I should have just put some anti-foam in every batch since the day after the above picture was taken, 5 blew through the airlock. Luckily, I was home to catch it before big messes ensued.

I have one more batch to brew next weekend that will feature agave nectar provided to me by my favorite tequileria, Cantina Mayahuel.

Thursday, May 1, 2008

Rascherry Wheat 21

My sister-in-law is turning 21 in a month. She's helped with the hop farm quite a bit and is well deserving of some homebrew. Looking in the fridge to see the flavorings I had available for a fruity-wheat crowd-pleaser, I sent a text to sis to ask if she wanted raspberry, cherry, or both. So here's Rascherry Wheat, Happy Birthday Caroline!

Rascherry Wheat 21
5 Gallons, All Grain, Single Infusion Mash, 90 Minute Boil

7lbs. Domestic Two-Row
6lbs. Belgian White Wheat

3/4oz. Hallertauer 60min.

White Labs, California Ale Yeast
Primary Ferment 10 Days
Secondary Ferment 10 Days
Raspberry and Cherry Flavoring to taste during kegging

My brewing system is perfect for indoor sparging!
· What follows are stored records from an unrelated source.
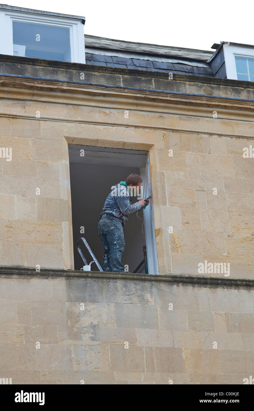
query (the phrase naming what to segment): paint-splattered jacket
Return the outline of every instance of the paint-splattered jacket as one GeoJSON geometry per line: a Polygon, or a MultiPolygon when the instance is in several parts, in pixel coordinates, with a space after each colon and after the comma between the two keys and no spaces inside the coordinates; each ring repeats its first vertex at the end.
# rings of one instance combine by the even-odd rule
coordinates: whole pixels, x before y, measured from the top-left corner
{"type": "Polygon", "coordinates": [[[116,188],[110,193],[106,199],[100,218],[105,212],[112,214],[115,217],[119,218],[124,226],[128,219],[128,215],[141,210],[142,206],[138,201],[134,204],[131,204],[131,197],[129,189],[125,186],[117,184],[114,187],[116,188]]]}

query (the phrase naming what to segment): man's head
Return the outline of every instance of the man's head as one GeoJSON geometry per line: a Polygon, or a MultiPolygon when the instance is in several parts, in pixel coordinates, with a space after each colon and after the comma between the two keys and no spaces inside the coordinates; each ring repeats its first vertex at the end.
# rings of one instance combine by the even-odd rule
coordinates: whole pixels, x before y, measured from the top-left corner
{"type": "Polygon", "coordinates": [[[138,174],[130,174],[126,179],[126,184],[129,187],[132,194],[137,195],[138,187],[140,187],[143,182],[143,179],[138,174]],[[134,188],[135,187],[135,188],[134,188]]]}

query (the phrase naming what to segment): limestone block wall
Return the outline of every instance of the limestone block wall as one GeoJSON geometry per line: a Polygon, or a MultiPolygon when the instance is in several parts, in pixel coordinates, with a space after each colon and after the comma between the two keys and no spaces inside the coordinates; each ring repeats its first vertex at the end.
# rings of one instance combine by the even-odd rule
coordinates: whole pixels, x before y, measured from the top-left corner
{"type": "Polygon", "coordinates": [[[243,155],[253,144],[253,115],[249,103],[220,98],[229,89],[243,98],[239,87],[215,84],[219,97],[205,104],[152,90],[26,81],[4,79],[0,90],[0,147],[11,147],[12,156],[0,159],[0,265],[73,268],[68,147],[76,144],[149,151],[161,275],[197,275],[206,261],[229,263],[230,278],[252,278],[254,159],[243,155]]]}
{"type": "Polygon", "coordinates": [[[250,281],[229,281],[2,268],[0,378],[242,384],[253,375],[253,294],[250,281]]]}

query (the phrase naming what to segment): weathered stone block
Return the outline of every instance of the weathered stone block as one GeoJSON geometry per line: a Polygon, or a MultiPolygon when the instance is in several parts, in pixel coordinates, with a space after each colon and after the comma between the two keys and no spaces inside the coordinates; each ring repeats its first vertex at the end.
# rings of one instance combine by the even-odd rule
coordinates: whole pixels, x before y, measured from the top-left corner
{"type": "Polygon", "coordinates": [[[159,308],[158,312],[160,330],[182,331],[188,329],[185,310],[169,310],[168,307],[167,309],[159,308]]]}
{"type": "Polygon", "coordinates": [[[144,349],[122,345],[110,346],[110,369],[116,371],[144,372],[145,370],[144,349]]]}
{"type": "Polygon", "coordinates": [[[101,302],[66,302],[68,325],[114,327],[114,304],[101,302]],[[83,306],[81,304],[84,304],[83,306]],[[84,309],[81,309],[84,307],[84,309]]]}
{"type": "Polygon", "coordinates": [[[215,331],[213,316],[209,311],[187,312],[188,328],[194,331],[215,331]]]}
{"type": "Polygon", "coordinates": [[[158,329],[158,313],[154,305],[126,304],[114,305],[117,327],[158,329]]]}

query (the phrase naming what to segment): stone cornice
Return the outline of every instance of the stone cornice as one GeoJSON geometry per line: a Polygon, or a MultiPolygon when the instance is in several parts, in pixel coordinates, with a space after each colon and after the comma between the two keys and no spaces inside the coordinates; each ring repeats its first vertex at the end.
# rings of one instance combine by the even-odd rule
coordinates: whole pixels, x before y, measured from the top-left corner
{"type": "Polygon", "coordinates": [[[229,278],[226,277],[206,277],[190,275],[153,275],[132,273],[105,272],[100,271],[84,272],[72,270],[41,269],[39,272],[34,268],[15,267],[0,267],[0,278],[20,278],[22,279],[56,279],[61,278],[74,279],[75,278],[112,279],[145,281],[153,282],[165,282],[174,284],[188,284],[203,286],[244,286],[251,287],[254,286],[254,280],[243,278],[229,278]]]}
{"type": "MultiPolygon", "coordinates": [[[[52,68],[65,69],[66,70],[80,70],[84,72],[92,72],[103,74],[118,74],[120,75],[134,76],[137,75],[144,77],[168,79],[168,74],[160,72],[151,72],[149,70],[135,70],[133,69],[125,69],[116,67],[91,65],[89,64],[81,64],[79,63],[71,63],[69,62],[57,61],[53,60],[45,60],[39,58],[32,58],[19,56],[0,55],[0,62],[9,62],[18,65],[22,64],[26,66],[34,66],[52,68]]],[[[169,73],[170,70],[168,70],[169,73]]],[[[243,80],[231,80],[229,79],[219,79],[217,77],[206,77],[198,76],[197,74],[186,75],[185,74],[174,73],[174,79],[177,81],[188,81],[198,83],[204,84],[224,85],[229,87],[237,87],[241,89],[246,88],[254,89],[254,83],[250,81],[243,80]]]]}

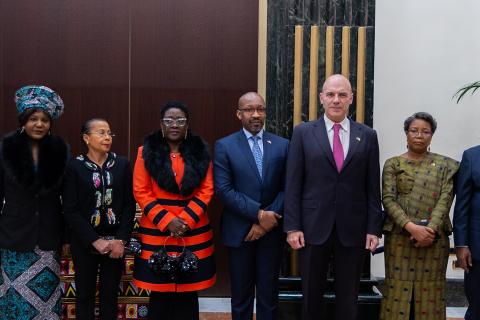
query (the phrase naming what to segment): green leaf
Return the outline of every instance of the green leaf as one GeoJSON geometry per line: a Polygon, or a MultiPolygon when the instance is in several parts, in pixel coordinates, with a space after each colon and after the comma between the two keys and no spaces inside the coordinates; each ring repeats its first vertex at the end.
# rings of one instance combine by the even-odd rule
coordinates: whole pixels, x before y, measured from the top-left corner
{"type": "Polygon", "coordinates": [[[457,103],[463,99],[463,97],[471,91],[471,94],[474,94],[480,88],[480,81],[476,81],[470,84],[467,84],[463,88],[460,88],[454,95],[453,98],[457,98],[457,103]]]}

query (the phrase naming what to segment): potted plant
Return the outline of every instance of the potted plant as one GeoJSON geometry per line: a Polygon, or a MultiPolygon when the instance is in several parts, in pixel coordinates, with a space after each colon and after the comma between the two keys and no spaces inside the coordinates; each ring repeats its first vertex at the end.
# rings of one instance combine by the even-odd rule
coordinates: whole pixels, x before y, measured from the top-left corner
{"type": "Polygon", "coordinates": [[[462,100],[462,98],[465,96],[465,94],[467,94],[467,93],[470,92],[470,91],[471,91],[471,94],[474,94],[475,91],[477,91],[478,89],[480,89],[480,81],[476,81],[476,82],[467,84],[467,85],[464,86],[463,88],[460,88],[460,89],[453,95],[453,97],[454,97],[454,98],[457,98],[457,103],[459,103],[460,100],[462,100]]]}

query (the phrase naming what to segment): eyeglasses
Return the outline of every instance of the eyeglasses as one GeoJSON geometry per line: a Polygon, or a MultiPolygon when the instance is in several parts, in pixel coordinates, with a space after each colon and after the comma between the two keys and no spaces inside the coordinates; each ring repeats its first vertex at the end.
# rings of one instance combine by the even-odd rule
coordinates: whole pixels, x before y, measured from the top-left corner
{"type": "Polygon", "coordinates": [[[410,133],[412,136],[423,136],[423,137],[428,137],[432,135],[431,131],[419,131],[417,129],[408,129],[408,133],[410,133]]]}
{"type": "Polygon", "coordinates": [[[265,114],[267,108],[265,107],[247,107],[247,108],[238,108],[238,111],[242,111],[248,114],[254,114],[257,111],[258,114],[265,114]]]}
{"type": "Polygon", "coordinates": [[[187,124],[187,118],[163,118],[162,123],[165,127],[171,127],[173,125],[184,127],[187,124]]]}
{"type": "Polygon", "coordinates": [[[339,92],[339,93],[335,93],[335,92],[325,92],[324,93],[325,97],[327,97],[328,99],[334,99],[335,96],[338,96],[338,99],[341,99],[341,100],[344,100],[344,99],[348,99],[350,98],[350,93],[348,92],[339,92]]]}
{"type": "Polygon", "coordinates": [[[113,132],[110,132],[110,131],[92,131],[92,132],[89,132],[88,134],[96,134],[97,136],[99,137],[102,137],[102,138],[105,138],[105,137],[110,137],[110,138],[114,138],[115,137],[115,133],[113,132]]]}

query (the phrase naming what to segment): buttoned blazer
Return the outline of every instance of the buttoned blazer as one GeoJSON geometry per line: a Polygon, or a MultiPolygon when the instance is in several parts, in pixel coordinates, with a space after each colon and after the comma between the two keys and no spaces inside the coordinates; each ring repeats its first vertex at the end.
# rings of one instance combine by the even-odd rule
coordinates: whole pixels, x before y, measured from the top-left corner
{"type": "Polygon", "coordinates": [[[480,146],[466,150],[457,173],[453,213],[455,246],[468,246],[480,260],[480,146]]]}
{"type": "Polygon", "coordinates": [[[290,142],[285,231],[303,231],[321,245],[336,228],[344,246],[364,246],[366,234],[381,235],[380,165],[377,135],[350,120],[350,145],[337,171],[323,118],[294,129],[290,142]]]}
{"type": "MultiPolygon", "coordinates": [[[[223,204],[221,235],[227,246],[243,243],[252,224],[258,223],[259,209],[283,215],[288,140],[264,131],[262,143],[262,177],[243,130],[215,143],[215,193],[223,204]]],[[[265,237],[275,241],[282,233],[277,227],[265,237]]]]}

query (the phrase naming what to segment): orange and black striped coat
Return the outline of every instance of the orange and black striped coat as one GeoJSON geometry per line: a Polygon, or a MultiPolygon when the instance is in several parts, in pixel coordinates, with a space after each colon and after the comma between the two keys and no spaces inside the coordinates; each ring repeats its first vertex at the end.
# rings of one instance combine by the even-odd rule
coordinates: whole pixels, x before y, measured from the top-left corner
{"type": "Polygon", "coordinates": [[[161,134],[148,136],[138,150],[133,190],[143,211],[138,230],[142,254],[135,260],[135,285],[161,292],[211,287],[215,283],[215,261],[207,206],[214,190],[212,164],[205,143],[190,134],[182,143],[180,153],[171,153],[161,134]],[[188,224],[190,230],[183,239],[186,247],[199,258],[199,271],[176,282],[153,273],[147,264],[151,254],[163,245],[169,252],[182,250],[181,239],[168,237],[167,226],[174,217],[188,224]]]}

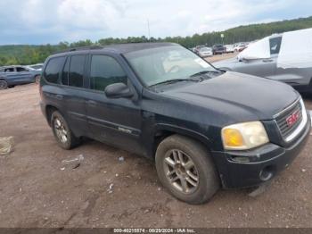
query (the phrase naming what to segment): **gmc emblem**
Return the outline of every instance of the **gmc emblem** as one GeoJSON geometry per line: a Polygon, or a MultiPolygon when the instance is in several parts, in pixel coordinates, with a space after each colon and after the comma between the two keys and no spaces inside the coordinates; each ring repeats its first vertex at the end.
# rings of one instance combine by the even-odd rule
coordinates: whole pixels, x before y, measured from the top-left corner
{"type": "Polygon", "coordinates": [[[286,118],[286,122],[288,127],[291,127],[293,124],[295,124],[298,121],[299,118],[300,117],[300,111],[298,110],[286,118]]]}

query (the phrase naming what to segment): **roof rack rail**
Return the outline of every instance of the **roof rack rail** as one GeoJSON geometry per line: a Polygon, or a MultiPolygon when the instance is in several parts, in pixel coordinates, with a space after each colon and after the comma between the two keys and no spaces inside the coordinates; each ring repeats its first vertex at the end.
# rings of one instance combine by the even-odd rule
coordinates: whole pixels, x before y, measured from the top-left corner
{"type": "Polygon", "coordinates": [[[72,47],[66,50],[57,51],[53,53],[53,54],[66,53],[66,52],[72,52],[72,51],[79,51],[79,50],[92,50],[92,49],[103,49],[103,46],[79,46],[79,47],[72,47]]]}

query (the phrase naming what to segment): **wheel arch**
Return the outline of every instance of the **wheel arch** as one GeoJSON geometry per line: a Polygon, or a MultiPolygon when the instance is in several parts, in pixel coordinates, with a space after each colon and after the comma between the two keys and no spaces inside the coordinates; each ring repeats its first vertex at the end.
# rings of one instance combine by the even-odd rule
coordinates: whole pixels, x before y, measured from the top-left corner
{"type": "Polygon", "coordinates": [[[46,116],[46,121],[49,124],[49,126],[51,127],[51,117],[52,117],[52,113],[55,111],[60,112],[60,110],[58,108],[56,108],[53,105],[51,104],[47,104],[45,106],[45,116],[46,116]]]}
{"type": "Polygon", "coordinates": [[[211,140],[207,136],[200,132],[180,126],[174,126],[170,124],[158,124],[154,130],[153,134],[153,144],[152,149],[152,157],[155,156],[155,153],[160,143],[166,138],[175,134],[188,137],[190,138],[197,140],[198,142],[202,144],[209,151],[211,148],[211,140]]]}

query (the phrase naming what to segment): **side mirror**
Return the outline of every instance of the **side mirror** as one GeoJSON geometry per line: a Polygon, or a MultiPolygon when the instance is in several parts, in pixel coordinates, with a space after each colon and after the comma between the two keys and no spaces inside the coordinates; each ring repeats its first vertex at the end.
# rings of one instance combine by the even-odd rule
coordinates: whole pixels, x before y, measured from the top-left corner
{"type": "Polygon", "coordinates": [[[104,93],[107,97],[119,98],[119,97],[131,97],[133,93],[130,88],[124,83],[115,83],[109,85],[105,88],[104,93]]]}

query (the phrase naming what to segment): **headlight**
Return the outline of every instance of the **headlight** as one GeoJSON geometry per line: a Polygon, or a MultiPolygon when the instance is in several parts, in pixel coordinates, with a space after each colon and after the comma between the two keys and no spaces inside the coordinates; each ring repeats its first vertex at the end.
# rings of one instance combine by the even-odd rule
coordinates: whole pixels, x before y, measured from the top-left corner
{"type": "Polygon", "coordinates": [[[268,142],[267,131],[260,121],[226,126],[222,129],[221,135],[226,149],[250,149],[268,142]]]}

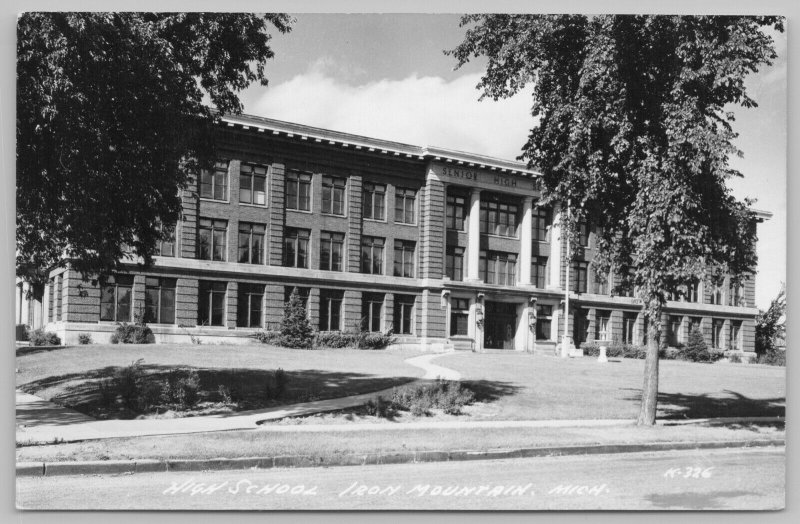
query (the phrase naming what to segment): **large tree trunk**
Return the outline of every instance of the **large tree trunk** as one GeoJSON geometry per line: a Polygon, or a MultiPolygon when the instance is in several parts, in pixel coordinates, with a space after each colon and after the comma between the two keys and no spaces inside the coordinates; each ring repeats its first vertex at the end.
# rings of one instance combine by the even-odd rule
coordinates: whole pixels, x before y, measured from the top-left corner
{"type": "Polygon", "coordinates": [[[656,423],[658,406],[658,349],[661,346],[661,308],[657,308],[656,320],[652,320],[647,334],[647,355],[644,359],[644,384],[642,385],[642,405],[639,409],[639,426],[652,426],[656,423]]]}

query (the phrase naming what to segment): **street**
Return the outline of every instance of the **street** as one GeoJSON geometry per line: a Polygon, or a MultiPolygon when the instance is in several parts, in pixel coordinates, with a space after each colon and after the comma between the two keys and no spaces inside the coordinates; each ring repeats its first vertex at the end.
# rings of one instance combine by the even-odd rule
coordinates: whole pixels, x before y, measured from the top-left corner
{"type": "Polygon", "coordinates": [[[336,468],[19,477],[21,509],[711,509],[784,506],[785,448],[336,468]]]}

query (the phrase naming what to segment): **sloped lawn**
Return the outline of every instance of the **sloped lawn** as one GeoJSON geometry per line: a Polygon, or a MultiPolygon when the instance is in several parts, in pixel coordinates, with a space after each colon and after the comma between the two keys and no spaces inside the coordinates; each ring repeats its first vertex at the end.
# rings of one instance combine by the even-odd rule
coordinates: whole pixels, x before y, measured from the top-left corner
{"type": "Polygon", "coordinates": [[[380,391],[422,375],[421,369],[403,362],[408,356],[397,351],[307,351],[268,345],[21,348],[17,387],[101,419],[191,416],[380,391]],[[151,385],[152,405],[147,409],[126,403],[114,380],[136,361],[142,374],[139,383],[151,385]],[[175,395],[171,402],[160,400],[165,398],[164,384],[190,375],[198,379],[196,400],[175,404],[175,395]]]}

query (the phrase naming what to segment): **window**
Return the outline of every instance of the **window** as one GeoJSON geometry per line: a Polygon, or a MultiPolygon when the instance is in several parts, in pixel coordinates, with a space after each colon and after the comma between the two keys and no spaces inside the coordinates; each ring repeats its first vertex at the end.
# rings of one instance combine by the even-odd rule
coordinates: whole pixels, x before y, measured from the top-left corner
{"type": "Polygon", "coordinates": [[[264,206],[267,204],[267,167],[242,164],[239,172],[239,202],[264,206]]]}
{"type": "Polygon", "coordinates": [[[400,335],[414,333],[414,297],[411,295],[394,297],[394,332],[400,335]]]}
{"type": "Polygon", "coordinates": [[[547,230],[552,225],[552,214],[543,207],[533,208],[533,241],[547,242],[547,230]]]}
{"type": "Polygon", "coordinates": [[[598,311],[595,322],[595,340],[611,340],[611,313],[598,311]]]}
{"type": "Polygon", "coordinates": [[[711,347],[716,349],[723,349],[724,341],[722,340],[723,328],[725,321],[715,318],[711,321],[711,347]]]}
{"type": "Polygon", "coordinates": [[[451,246],[445,254],[445,273],[450,280],[464,280],[464,248],[451,246]]]}
{"type": "Polygon", "coordinates": [[[239,284],[236,305],[237,327],[262,327],[263,284],[239,284]]]}
{"type": "Polygon", "coordinates": [[[344,233],[323,231],[319,238],[319,268],[326,271],[342,270],[344,233]]]}
{"type": "Polygon", "coordinates": [[[478,271],[487,284],[513,286],[517,275],[517,255],[500,251],[481,251],[478,271]]]}
{"type": "Polygon", "coordinates": [[[742,340],[740,334],[742,332],[742,321],[731,321],[731,349],[740,351],[742,349],[742,340]]]}
{"type": "Polygon", "coordinates": [[[553,306],[536,305],[536,340],[550,340],[550,329],[553,322],[553,306]]]}
{"type": "Polygon", "coordinates": [[[517,236],[519,206],[498,198],[481,200],[481,233],[503,237],[517,236]]]}
{"type": "Polygon", "coordinates": [[[416,214],[414,213],[414,202],[417,198],[417,192],[413,189],[403,189],[397,187],[394,190],[394,221],[398,224],[414,224],[416,223],[416,214]]]}
{"type": "Polygon", "coordinates": [[[200,172],[200,198],[228,200],[228,163],[217,162],[213,171],[200,172]]]}
{"type": "Polygon", "coordinates": [[[371,275],[383,274],[384,240],[377,237],[361,237],[361,272],[371,275]]]}
{"type": "MultiPolygon", "coordinates": [[[[60,319],[61,281],[56,277],[56,320],[60,319]]],[[[100,320],[113,322],[131,321],[131,295],[133,294],[132,276],[109,277],[106,285],[100,290],[100,320]]]]}
{"type": "Polygon", "coordinates": [[[383,295],[364,293],[361,300],[361,328],[370,331],[381,331],[381,315],[383,312],[383,295]]]}
{"type": "Polygon", "coordinates": [[[197,324],[200,326],[225,325],[226,282],[201,280],[197,301],[197,324]]]}
{"type": "Polygon", "coordinates": [[[228,233],[228,222],[226,220],[215,220],[212,218],[201,218],[198,226],[200,241],[201,260],[225,260],[226,242],[228,233]]]}
{"type": "Polygon", "coordinates": [[[416,242],[394,241],[394,276],[414,278],[414,249],[416,242]]]}
{"type": "Polygon", "coordinates": [[[145,277],[144,320],[152,324],[175,323],[174,278],[145,277]]]}
{"type": "Polygon", "coordinates": [[[589,245],[589,223],[586,220],[578,222],[578,245],[582,247],[589,245]]]}
{"type": "Polygon", "coordinates": [[[308,240],[311,232],[307,229],[287,227],[283,235],[283,265],[308,269],[308,240]]]}
{"type": "Polygon", "coordinates": [[[586,274],[589,268],[587,262],[573,262],[572,273],[573,282],[575,283],[572,291],[575,293],[586,293],[586,274]]]}
{"type": "Polygon", "coordinates": [[[322,177],[322,212],[329,215],[344,216],[344,190],[347,185],[343,178],[322,177]]]}
{"type": "Polygon", "coordinates": [[[242,264],[264,263],[264,235],[266,226],[239,222],[239,262],[242,264]]]}
{"type": "Polygon", "coordinates": [[[463,196],[447,195],[447,210],[445,225],[447,229],[464,231],[464,216],[466,215],[467,200],[463,196]]]}
{"type": "Polygon", "coordinates": [[[681,333],[682,318],[679,315],[670,315],[669,317],[669,345],[677,346],[683,340],[681,333]]]}
{"type": "Polygon", "coordinates": [[[543,289],[547,282],[547,257],[531,257],[531,284],[543,289]]]}
{"type": "Polygon", "coordinates": [[[319,330],[342,329],[342,298],[344,291],[321,289],[319,293],[319,330]]]}
{"type": "Polygon", "coordinates": [[[164,238],[156,243],[156,255],[162,257],[175,256],[175,226],[165,226],[158,224],[158,231],[164,234],[164,238]]]}
{"type": "Polygon", "coordinates": [[[633,334],[636,329],[636,313],[622,314],[622,343],[634,344],[633,334]]]}
{"type": "Polygon", "coordinates": [[[286,175],[286,209],[311,210],[311,175],[289,171],[286,175]]]}
{"type": "Polygon", "coordinates": [[[450,300],[450,336],[468,334],[469,299],[453,298],[450,300]]]}
{"type": "Polygon", "coordinates": [[[364,218],[370,220],[384,220],[386,218],[386,186],[364,182],[364,203],[362,205],[364,218]]]}

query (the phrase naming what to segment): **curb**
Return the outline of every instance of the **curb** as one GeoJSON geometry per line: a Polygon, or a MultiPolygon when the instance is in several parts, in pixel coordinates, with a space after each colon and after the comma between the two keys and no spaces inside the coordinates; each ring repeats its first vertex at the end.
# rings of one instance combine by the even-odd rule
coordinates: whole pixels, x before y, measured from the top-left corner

A heat wave just hit Southern California so I'm using a water bath (with periodic ice cubes) to maintain ideal fermentation temperatures.

This is what prevents me from making too many wheat beers. I need to use a blow-off tube to prevent blow-outs from wheat fermentations. This thing will clog with the yeast cake and it is a huge pain to clean out. I typically use only a plastic airlock but wheat beers will blow right through those. Caroline's lucky I like her!

UPDATE (5/24):
The weather in Southern California has been wild from record heat to cold rain. In secondary, I kept the carboy in a water bath with a towel wrapped around it. This has kept temperatures consistent. Tomorrow, the batch will go inside the kegerator for chilling and settling before kegging. The birthday celebration will take place next weekend.